Every time I visit All Are Welcome’s original Northcote bakery, there’s a queue up the street. You’ve got to get there relatively early – its sourdough loaves; pork-and-fennel sausage rolls; and cheese-and-oregano pastries are all usually snapped up by midday.
It’s welcome news, then, that the popular bakery has expanded, opening a second shop just up the road in Thornbury.
Co-owners Mark Free, Aaron Maxwell (both also behind Everyday Coffee) and Boris Portnoy have known for a while that All Are Welcome had outgrown its Northcote, which launched in 2017. And while the menu at the Thornbury spot – which opened in February, closed due to coronavirus, then reopened in May – is similar to Northcote, it isn’t a mirror image of the original.
Instead, the two rely on each other and work in tandem.
“[The Northcote] bakery cannot be without this bakery,” says Portnoy. “They work to one schedule.”
At 3am every morning, bakers arrive for work at the Northcote shop. At 4am, pastry production kicks off in Thornbury. By 6am, production for the day is complete and the All Are Welcome delivery truck shuttles bread from Northcote to Thornbury, and pastries in the other direction.
Breads include classic sourdough loaves; baguettes; a light linseed rye; and a seeded boule (a round, flattish loaf) peppered with pumpkin, poppy, sesame and sunflower seeds.
There are also croissants made with French butter, including a ham and cheddar version, a cinnamon-spiced one with almond cream, and a pain au chocolat made with dark Belgian chocolate.
Croissant dough is also used for the khachapuri pastries (inspired by the traditional Georgian cheese-filled breads), which are filled with a mix of mozzarella, feta and oregano. A kouign-amann (pronounced “queen a-mahn”), a layered pastry that originated in Brittany in France, is gently spiced with cardamom.
Larger cakes are available to pre-order. A flourless salted-chocolate cake is made with buffalo milk curd from Shaw River, giving it a soft, fudgy texture. The Medovnik, an elaborate 10-layer honey cake that originated in 19th century Russia, is made with Tasmanian leatherwood honey. And the Fächertorte is an Austrian-Jewish cake with a base of ground poppy seeds, layered with thinly sliced apples, jam and walnut puree.
“I grew up with a lot of poppy-seed cakes in the Soviet Union,” says Portnoy, who believes the driving force behind the menu is a mix of his upbringing and his team’s interest in exploring “the lesser-known canons” of pastry beyond Western European cultures.
“I have an interest in making cheese, so we’ll think, ‘Okay, let’s start with cream cheese’ – because that’s a baby step to making cheese – and develop a product with that,” he says.
The result of that cheese-inquisitiveness is a Basque cheesecake, cooked at high heat so its surface becomes cracked and bronzed, while its centre remains wobbly, setting to just-right smoothness and gooiness.

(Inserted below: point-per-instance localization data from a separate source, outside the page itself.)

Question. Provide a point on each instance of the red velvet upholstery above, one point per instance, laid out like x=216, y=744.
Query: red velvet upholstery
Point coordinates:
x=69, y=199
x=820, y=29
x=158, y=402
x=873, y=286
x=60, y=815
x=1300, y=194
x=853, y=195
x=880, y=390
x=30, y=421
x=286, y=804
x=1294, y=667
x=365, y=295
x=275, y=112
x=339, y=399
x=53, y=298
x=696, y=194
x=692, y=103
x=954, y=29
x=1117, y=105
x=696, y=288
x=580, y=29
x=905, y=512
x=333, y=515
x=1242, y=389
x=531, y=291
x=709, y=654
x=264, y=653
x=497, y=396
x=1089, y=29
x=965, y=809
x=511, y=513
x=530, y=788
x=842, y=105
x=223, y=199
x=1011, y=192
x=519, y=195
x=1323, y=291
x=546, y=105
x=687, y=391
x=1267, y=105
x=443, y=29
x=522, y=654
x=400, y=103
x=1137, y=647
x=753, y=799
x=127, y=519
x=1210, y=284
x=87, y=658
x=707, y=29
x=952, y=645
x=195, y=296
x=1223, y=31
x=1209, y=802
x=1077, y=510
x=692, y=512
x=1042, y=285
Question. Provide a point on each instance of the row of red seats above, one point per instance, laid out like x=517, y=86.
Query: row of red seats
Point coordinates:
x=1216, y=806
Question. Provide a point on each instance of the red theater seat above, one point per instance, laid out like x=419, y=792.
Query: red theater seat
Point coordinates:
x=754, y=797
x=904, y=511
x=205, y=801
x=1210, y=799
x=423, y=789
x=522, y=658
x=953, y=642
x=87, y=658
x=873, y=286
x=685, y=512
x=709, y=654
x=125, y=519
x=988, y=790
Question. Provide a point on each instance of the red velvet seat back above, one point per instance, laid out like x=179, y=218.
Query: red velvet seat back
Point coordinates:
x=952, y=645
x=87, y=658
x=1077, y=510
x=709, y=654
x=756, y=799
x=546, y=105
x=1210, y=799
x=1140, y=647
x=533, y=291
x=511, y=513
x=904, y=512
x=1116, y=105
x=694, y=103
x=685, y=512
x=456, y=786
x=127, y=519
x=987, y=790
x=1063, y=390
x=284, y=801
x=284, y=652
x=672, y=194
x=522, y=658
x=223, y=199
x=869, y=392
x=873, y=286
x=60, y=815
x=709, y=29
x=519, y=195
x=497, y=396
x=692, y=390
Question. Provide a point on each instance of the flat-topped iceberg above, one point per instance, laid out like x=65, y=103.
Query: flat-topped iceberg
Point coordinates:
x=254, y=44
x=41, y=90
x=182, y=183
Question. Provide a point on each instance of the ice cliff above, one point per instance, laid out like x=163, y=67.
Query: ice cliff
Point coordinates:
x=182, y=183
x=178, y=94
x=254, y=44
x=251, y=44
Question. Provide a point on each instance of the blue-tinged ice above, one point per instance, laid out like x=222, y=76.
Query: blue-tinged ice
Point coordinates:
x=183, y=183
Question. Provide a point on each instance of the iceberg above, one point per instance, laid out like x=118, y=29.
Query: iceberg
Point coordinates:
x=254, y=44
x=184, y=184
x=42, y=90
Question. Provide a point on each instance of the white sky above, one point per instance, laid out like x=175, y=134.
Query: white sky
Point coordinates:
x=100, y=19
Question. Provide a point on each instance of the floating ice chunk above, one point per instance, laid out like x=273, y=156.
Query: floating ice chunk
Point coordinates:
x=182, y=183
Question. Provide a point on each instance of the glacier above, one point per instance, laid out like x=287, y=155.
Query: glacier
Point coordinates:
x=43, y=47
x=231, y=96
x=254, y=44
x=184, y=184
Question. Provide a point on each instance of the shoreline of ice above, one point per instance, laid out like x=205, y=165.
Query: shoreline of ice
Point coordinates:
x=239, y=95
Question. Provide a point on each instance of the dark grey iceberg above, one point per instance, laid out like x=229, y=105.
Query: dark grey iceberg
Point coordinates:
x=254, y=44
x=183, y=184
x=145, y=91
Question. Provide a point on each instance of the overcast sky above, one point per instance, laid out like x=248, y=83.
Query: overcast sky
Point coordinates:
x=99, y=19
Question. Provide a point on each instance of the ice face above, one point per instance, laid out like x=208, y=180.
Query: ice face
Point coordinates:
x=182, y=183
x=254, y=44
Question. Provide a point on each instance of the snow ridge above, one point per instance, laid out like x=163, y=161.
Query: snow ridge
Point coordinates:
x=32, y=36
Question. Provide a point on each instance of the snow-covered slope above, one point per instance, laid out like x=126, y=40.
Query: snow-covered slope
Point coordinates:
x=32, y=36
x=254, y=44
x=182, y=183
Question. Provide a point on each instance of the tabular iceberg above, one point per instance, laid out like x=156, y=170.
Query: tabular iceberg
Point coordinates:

As at the Northcote site, which is a former Christian reading room, remnants of the original tenants are preserved here.
“With all our venues, if there’s texture or bones to the original space we try and expose that history to acknowledge what was there before,” says Free. “You can’t buy that kind of texture. If it’s there, you’ve got to incorporate it.”
Weathered signage on the shop’s facade – “Home Made: Pies, Pasties, Sausage Rolls, Rice & Curry” – reveals its past life as High Street Bakers and Confectioners, and some original fittings, including some old tiling on one wall, are still in place.
And while Thornbury as a location – just up the road from Northcote – might seem like an oddly small move, Portnoy says All Are Welcome’s expansion is happening at a deliberately slow pace.
“That’s why on the side of the van it says ‘daily devotion’,” he says. “It’s about paying attention to small things all the time, rather than in big strokes.”
In light of Melbourne's stage-four lockdown, All Are Welcome Thornbury and Northcote remain open for takeaway and delivery to surrounding suburbs.